ORSOMARSO - I violenti incendi che da mesi flagellano molte regioni d'Italia, compresa la Calabria e i comuni dell'alto Tirreno cosentino, negli ultimi giorni hanno creato gravi disagi nella comunità orsomarsese e per i tanti turisti e ospiti che nel mese di agosto tradizionalmente si recano in questo caratteristico centro del versante occidentale del parco nazionale del Pollino. Infatti a partire dalle ore 10 circa di martedì 22 e fino alle 18:30 è saltata la corrente elettrica mentre il collegamento telefonico fisso e mobile è stato completamente assente per ben tre giorni venendo finalmente ripristinato nel tardo pomeriggio di giovedì 24 agosto.
Una situazione molto seria che ha avuto conseguenze molto negative, a cominciare dalle attività commerciali, quali i negozi di generi alimentari, bar e ristoranti, alcuni dei quali hanno fatto ricorso a gruppi elettrogeni mentre altri hanno assistito impotenti al deteriorarsi di prodotti da conservare in banchi frigorifero a temperatura costante. Inoltre, l'interruzione del servizio di telefonia e della rete internet, ha ridotto Orsomarso in uno stato di isolamento e nell'impossibilità di effettuare qualsiasi richiesta di pronto soccorso in caso di emergenza; situazione alla quale ha cercato di rimediare il Comune con l'istituzione di un presidio mobile di ambulanza che stazionava nelle ore notturne nella piazza del paese.
Non si contano più ormai i roghi che hanno ridotto in cenere migliaia di ettari di macchia mediterranea ma anche di intere aree collinari con il tipico paesaggio agricolo della zona, ricoperto da uliveti, vigneti, frutteti di fichi, agrumi, pesche, prodotti orticoli ed ogni altra primizia che storicamente si caratterizzano come una produzione di nicchia capace di rappresentare in modo autentico anche la cultura e la storia di questo territorio. Sì, perché la folle azione criminale dei figuri che si rendono responsabili degli incendi, oltre a distruggere ogni forma di vita, sia vegetale che animale, devastano in modo probabilmente irreparabile quello che nel corso dei secoli generazioni di uomini e donne avevano costruito, con un paziente e duro lavoro che aveva modellato il paesaggio, quasi personalizzandolo a seconda delle esigenze e dei gusti anche estetici, tipici della loro innata operosità.

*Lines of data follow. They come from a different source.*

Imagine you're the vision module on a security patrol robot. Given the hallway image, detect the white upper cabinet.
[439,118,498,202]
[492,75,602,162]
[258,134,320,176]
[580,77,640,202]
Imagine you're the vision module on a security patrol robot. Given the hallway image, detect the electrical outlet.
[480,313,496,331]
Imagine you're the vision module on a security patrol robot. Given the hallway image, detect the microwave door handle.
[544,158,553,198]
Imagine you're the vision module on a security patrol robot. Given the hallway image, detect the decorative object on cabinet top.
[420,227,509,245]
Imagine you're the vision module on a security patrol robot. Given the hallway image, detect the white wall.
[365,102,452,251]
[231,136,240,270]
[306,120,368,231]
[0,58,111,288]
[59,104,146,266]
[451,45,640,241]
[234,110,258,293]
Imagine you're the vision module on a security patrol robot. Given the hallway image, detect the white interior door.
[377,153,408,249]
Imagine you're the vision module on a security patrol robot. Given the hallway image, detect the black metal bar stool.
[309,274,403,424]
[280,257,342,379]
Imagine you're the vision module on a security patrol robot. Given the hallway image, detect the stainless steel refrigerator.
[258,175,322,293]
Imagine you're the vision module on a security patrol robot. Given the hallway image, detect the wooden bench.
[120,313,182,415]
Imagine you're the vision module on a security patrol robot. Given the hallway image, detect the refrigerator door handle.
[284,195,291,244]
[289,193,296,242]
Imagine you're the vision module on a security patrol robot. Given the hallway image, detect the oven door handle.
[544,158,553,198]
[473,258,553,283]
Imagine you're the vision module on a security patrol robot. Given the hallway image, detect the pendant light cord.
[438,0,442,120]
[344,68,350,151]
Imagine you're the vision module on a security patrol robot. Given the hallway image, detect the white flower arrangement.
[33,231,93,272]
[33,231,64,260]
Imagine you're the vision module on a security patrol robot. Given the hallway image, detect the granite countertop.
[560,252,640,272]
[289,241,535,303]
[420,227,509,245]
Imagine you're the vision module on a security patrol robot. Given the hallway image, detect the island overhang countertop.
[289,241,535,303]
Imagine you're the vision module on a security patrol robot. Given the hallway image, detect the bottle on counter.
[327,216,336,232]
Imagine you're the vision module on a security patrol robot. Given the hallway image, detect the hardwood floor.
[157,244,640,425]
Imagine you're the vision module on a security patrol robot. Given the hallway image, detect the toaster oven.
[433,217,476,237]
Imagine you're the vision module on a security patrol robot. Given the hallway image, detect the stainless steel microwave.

Di tutto ciò rimangono ormai i resti spettrali di muri di casolari e minuscoli ricoveri in pietra a secco, tronchi di querce e ulivi secolari devastati dalle fiamme, in mezzo a distese completamente incenerite nelle quali fra il nero dominante si individuano le tracce di sentieri e tratturi antichi, di terrazzamenti e altre opere di mantenimento del terreno, canalizzazioni, regimentazioni e arginature delle acque piovane finalizzate a prevenire il dissesto idrogeologico. Un'eredità pesantissima racchiusa in questo quadro davvero sinistro, che chiama tutti ad un'assunzione di responsabilità e rispetto al quale sarebbe un tragico errore girarsi dall'altra parte o, peggio ancora, rifugiarsi nei soliti piagnistei e nelle sterili polemiche che, ormai, non lasciano più neanche il tempo che trovano.